Last night we watched the story of another cancer survivor, Grant Achatz, the head chef of the restaurant Alinea who in 2007 developed mouth cancer.  By the time he finally got a diagnosis he was in Stage IVB, the very last stage.  He was told by his doctor that he’d have to have his tongue, part of his jaw, and the sides of his neck removed, and then he’d have only a 30% chance of survival.  He chose not to have that treatment.  It didn’t seem like a viable option; why should he put himself through disfiguring surgery when the chances of survival were so low?  He resigned himself to death.  Then someone heard about his situation and contacted the University of Chicago Medical Center.  They were looking for participants to be in an experimental treatment protocol.  Would Achatz be willing to participate?  The new treatment required no surgery.  Achatz signed on.  The radiation caused the complete shedding of all surface cells from his nose down to his collarbone, including . . . his taste buds.  For months he could taste nothing, but every day the restaurant was open he was in the kitchen, first having done the initial chemo for the day, then coming in for prep, then going in for his second chemo, then coming in for the dinner service.  And one day he took a drink of well-sugared coffee and realized that it tasted sweet.  Gradually his taste came back.  Now the restaurant has been completely renovated after a four-month shutdown earlier this year, and is apparently doing better than ever.  (I can’t stand the kind of food served there–fussy and overpriced–but that’s not the issue.  And I’ll never have to worry about it, since I couldn’t afford to eat there anyway.)
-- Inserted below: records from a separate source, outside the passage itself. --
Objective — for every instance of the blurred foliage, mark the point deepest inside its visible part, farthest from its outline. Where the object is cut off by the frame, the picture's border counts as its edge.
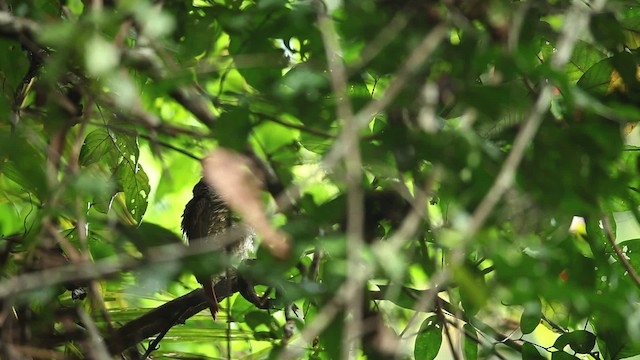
(108, 106)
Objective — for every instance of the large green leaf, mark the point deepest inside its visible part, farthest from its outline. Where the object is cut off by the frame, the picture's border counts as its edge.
(429, 339)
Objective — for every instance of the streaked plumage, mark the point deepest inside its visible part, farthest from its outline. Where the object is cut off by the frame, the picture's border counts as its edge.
(205, 216)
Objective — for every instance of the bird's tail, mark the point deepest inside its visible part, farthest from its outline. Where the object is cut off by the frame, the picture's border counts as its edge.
(211, 295)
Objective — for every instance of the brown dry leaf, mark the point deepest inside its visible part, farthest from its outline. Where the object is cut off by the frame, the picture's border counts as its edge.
(230, 174)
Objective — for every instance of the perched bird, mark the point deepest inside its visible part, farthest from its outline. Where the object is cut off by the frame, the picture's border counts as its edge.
(206, 216)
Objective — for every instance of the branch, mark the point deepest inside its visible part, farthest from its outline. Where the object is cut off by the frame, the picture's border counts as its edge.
(623, 258)
(174, 312)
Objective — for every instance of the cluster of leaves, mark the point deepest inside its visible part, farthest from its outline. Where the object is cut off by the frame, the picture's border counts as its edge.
(426, 158)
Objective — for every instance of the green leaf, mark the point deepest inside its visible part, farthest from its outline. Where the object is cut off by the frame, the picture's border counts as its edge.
(429, 339)
(134, 182)
(597, 78)
(530, 352)
(561, 355)
(469, 345)
(580, 341)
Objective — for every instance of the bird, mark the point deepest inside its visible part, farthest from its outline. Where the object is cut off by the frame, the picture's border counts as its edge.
(205, 217)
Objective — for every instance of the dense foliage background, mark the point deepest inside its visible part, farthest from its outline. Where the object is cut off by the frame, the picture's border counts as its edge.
(449, 176)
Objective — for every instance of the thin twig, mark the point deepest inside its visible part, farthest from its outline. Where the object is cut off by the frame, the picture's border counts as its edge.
(294, 126)
(623, 258)
(355, 196)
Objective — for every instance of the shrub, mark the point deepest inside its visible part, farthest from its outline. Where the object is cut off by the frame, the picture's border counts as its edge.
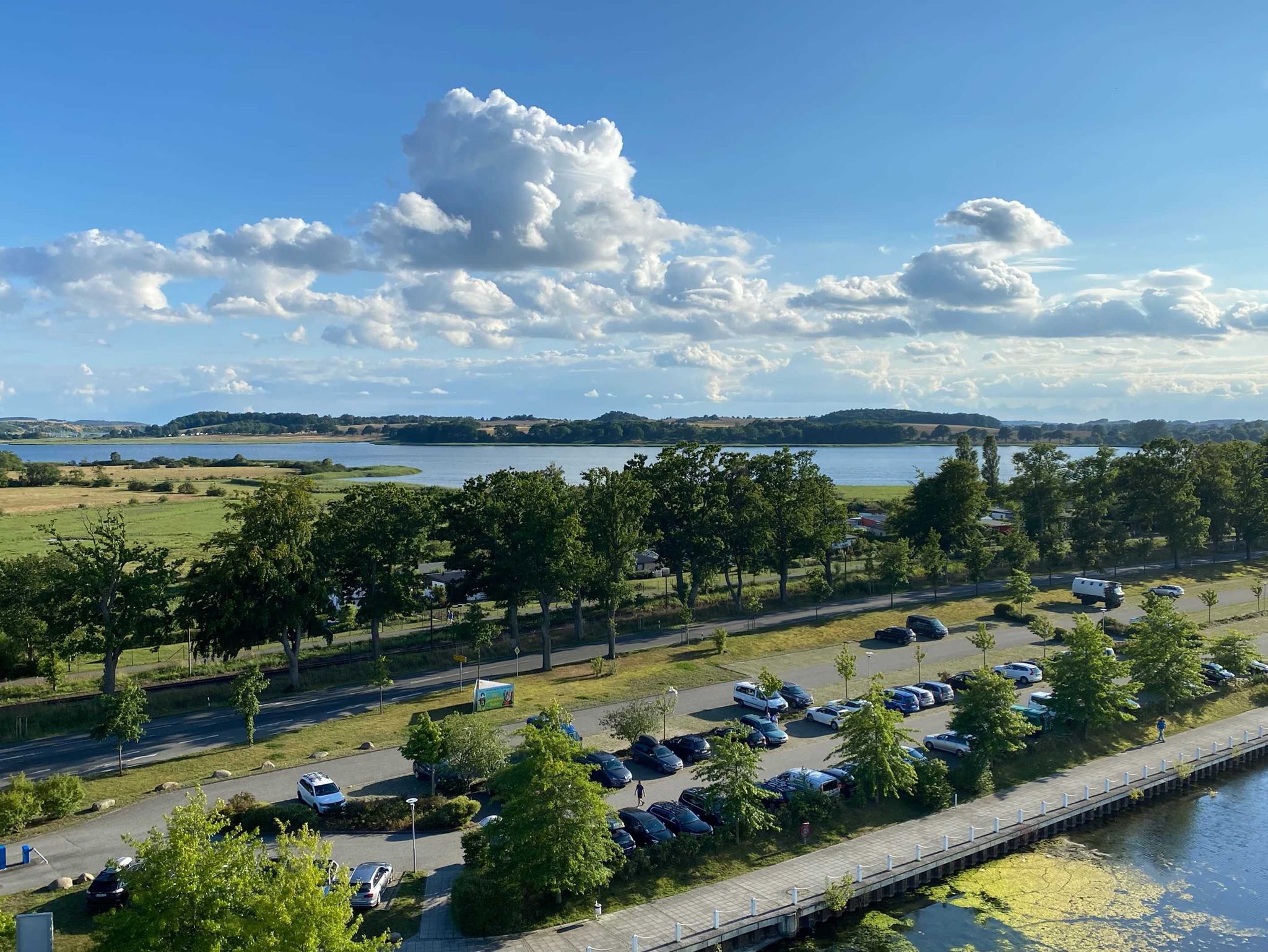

I’m going to close with the famous quotation from Victor Frankl about choice:

“Everything can be taken from a man but one thing: the last of the human freedoms—to choose one’s attitude in any given set of circumstances, to choose one’s own way.”  (From Man’s Search for Meaning.  I need to read this book instead of just getting quotes off the internet from it.)

So much more to say on this subject!